The construction of personal identity happens through trial and fire;
it's not something that pops out of the womb a dozen years after the
baby comes out. Athena sprang full-grown from the head of Zeus
after the lightning god suffered unbearable pains. Hercules
labored twelve impossible tasks before becoming the television knight
errant of good-doing fame. Ask any rags-to-riches story and
they'll respond, "Blood, sweat, toil and tears." Not possible
without risk. Frontline's
documentary, The Merchants of Cool, classified the stereotype teenagers
were being stuffed into as The Mook and The Midriff. The mook is
trapped in childhood, never truly growing up; the midriff is obsessed
with becoming twenty-five at the age of twelve. And
girls get dragged down there right along with boys. The media machine
has spit out a second caricature. Perhaps we can call this stereotype
"the midriff." The midriff is no more true to life than the mook. If he
is arrested in adolescence, she is prematurely adult. If he doesn't
care what people think of him, she is consumed by appearances. If his
thing is crudeness, hers is sex. The midriff is really just a
collection of the same old sexual cliches, but repackaged as a new kind
of female empowerment. "I am midriff, hear me roar. I am a sexual
object, but I'm proud of it."
(http://www.pbs.org/wgbh/pages/frontline/shows/cool/etc/script.html) It's
more of the cookie-cutters I referred to earlier. It's simply a
different cookie-cutter; a gingerbread-man instead of a christmas tree,
you might say. To carry out the analogy, the difficulty is in
getting these individuals with slashed sides their chance in the oven,
and then their trial in reality on the plate. But the problem is
also in perception. The teachers I classed above believe that
those sharp edges of the cookie-cutter are pruning knives or forms of
refinement. In reality, they're closer to castrations, or
plucking out the primary feathers and denying a bird the ability to fly. This
is why the military is so effective, nowadays, for turning out good men
and women. (I remain a steadfast discourager of the necessity of a
military, but for all its bad reasons, it has its good results.) They
are put through their paces, broken and built up
again, shown the world and taught strength of character. The
seclusion and surety of home-ness is grinded up and tossed out.

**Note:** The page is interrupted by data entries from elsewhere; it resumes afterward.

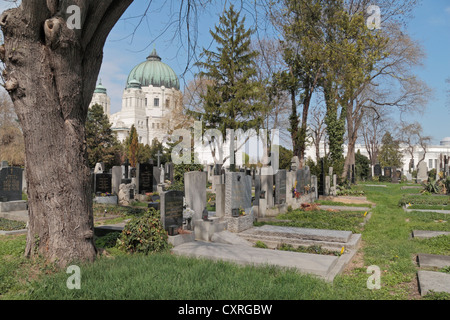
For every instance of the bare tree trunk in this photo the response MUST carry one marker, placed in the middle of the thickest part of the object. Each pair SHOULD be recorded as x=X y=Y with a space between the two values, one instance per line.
x=50 y=74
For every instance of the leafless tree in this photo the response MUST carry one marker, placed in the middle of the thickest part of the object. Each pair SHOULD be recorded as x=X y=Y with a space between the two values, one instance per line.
x=50 y=72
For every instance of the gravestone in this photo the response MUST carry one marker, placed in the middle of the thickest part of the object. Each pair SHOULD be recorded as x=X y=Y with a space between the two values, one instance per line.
x=126 y=173
x=145 y=177
x=267 y=189
x=116 y=179
x=307 y=176
x=314 y=187
x=169 y=169
x=377 y=170
x=388 y=172
x=394 y=175
x=171 y=205
x=10 y=184
x=156 y=177
x=99 y=168
x=195 y=192
x=295 y=163
x=257 y=189
x=280 y=187
x=301 y=180
x=422 y=172
x=238 y=192
x=103 y=183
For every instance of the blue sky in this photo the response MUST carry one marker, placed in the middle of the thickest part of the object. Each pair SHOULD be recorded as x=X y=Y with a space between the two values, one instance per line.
x=430 y=26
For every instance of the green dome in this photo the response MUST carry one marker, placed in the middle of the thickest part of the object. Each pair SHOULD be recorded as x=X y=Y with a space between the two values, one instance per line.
x=154 y=72
x=100 y=88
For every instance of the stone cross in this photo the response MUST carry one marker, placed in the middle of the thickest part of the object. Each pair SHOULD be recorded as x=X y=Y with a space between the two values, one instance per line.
x=159 y=155
x=126 y=164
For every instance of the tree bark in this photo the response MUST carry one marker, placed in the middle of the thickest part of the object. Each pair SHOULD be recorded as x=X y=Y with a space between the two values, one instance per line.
x=50 y=74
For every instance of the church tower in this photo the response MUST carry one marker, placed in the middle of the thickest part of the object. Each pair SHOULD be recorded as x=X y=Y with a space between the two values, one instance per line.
x=151 y=91
x=101 y=97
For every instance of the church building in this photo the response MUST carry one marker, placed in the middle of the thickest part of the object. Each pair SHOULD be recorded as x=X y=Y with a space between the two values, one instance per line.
x=151 y=92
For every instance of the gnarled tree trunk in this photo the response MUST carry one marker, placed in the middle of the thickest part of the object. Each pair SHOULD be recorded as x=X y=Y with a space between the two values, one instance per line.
x=50 y=74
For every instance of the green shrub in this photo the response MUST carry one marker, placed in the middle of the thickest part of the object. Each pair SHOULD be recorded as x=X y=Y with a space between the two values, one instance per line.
x=144 y=234
x=260 y=244
x=447 y=184
x=431 y=186
x=107 y=241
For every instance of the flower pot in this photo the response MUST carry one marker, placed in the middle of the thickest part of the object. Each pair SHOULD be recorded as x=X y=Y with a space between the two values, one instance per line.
x=154 y=205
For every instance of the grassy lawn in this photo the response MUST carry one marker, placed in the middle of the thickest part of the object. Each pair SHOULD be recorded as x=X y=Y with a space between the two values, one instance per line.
x=321 y=219
x=386 y=243
x=335 y=203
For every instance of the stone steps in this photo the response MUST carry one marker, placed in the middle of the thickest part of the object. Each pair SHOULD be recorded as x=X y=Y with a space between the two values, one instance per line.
x=323 y=266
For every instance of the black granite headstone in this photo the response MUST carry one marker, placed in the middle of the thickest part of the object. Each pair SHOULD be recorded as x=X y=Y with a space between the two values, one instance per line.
x=280 y=187
x=377 y=170
x=11 y=184
x=172 y=209
x=103 y=183
x=387 y=172
x=145 y=177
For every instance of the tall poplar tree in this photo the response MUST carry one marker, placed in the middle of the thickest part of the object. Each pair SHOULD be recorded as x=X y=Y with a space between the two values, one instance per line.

They are taught awareness, in all
situations, and have learned to seek change in order to make things
right. While they're not taught to question, its fault pales in
comparison to the blatant ineffectiveness of the traditional order of
grade school. Risk is forced upon them; the baptism of fire
unrelentingly
conflagrating them, much like an oven to cookies. They must rise
to the challenge even as the convection currents pump heat into them;
they must have a taste of great deliciousness when they first come out,
still warm to the touch; and when they grow cold, the taste must
remain, despite the rough texture of their bite. Authenticity is
a much sought-after quality, but it remains an elusive one to all but
the lucky few. I don't believe in luck. Authenticity does
not mean that there's some core You waiting to emerge when you accept
it; it's a realization that you are the sum of all your pasts, shameful
or glorious, and that your future is what you make it. You are
not simply the prom queen or the class clown; but you were those, and
eventually, you no longer were those. The truth is both the no
longer and the right now. The truth is an amalgam of falsehoods.